Scaling Considerations
The system can dynamically scale based on load. A horizontal pod autoscaler can be used on each component of the system to allow the system to scale up or down based on the current load. For "compute" instances CPU utilization can be used to determine when to scale. For "gpu" instances an external metric measuring GPU utilization can be used to determine when scaling operations are appropriate. For efficient usage of GPU vRAM and load spreading, models can be packaged together such that they saturate most of the available vRAM, they can be scaled independently.
In order to accommodate load bursts the system will operate largely asynchronously. Boundaries between system components will be buffered with Kafka to allow the components to only consume what they're able to handle without data getting lost or the need for complex retry mechanisms. If the number of models gets large a proxy could be developed that can dynamically route requests to the appropriate backend with the appropriate model pre-loaded.
Testing / Model Migration Strategy
An essential property of any AI based system is the ability to measure the performance of the system over time. This is important to ensure that models can be safely migrated as the market evolves and better models are released.
A simple approach to measure performance over time is to create a representative set of example tasks that should be run when changes are introduced. Performance should be measured against the baseline on a number of different metrics such as:
- Number of agentic iterations required to solve the task (less is better).
- Amount of code / responses generated (less is better).

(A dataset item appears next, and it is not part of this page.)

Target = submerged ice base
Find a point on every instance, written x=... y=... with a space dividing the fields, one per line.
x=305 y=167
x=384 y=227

- Success rate (more is better).
Over time, as problematic areas are identified, new tasks should be introduced to the set to improve the training data.
Migrating / Managing Embeddings
One particularly sensitive area for migrating models is around embeddings models. Better models are routinely published but, it is expensive to re-index data, especially if the volumes are large.
The vector database should store the model that produced each embedding. When new embedding models are introduced the indexer should use the new embedding model to index new content, but should allow old content to be searched using old models. If models are permanently retired the content should be re-indexed with a supported embeddings model. The vector database should allow the same content to be indexed with multiple models at the same time.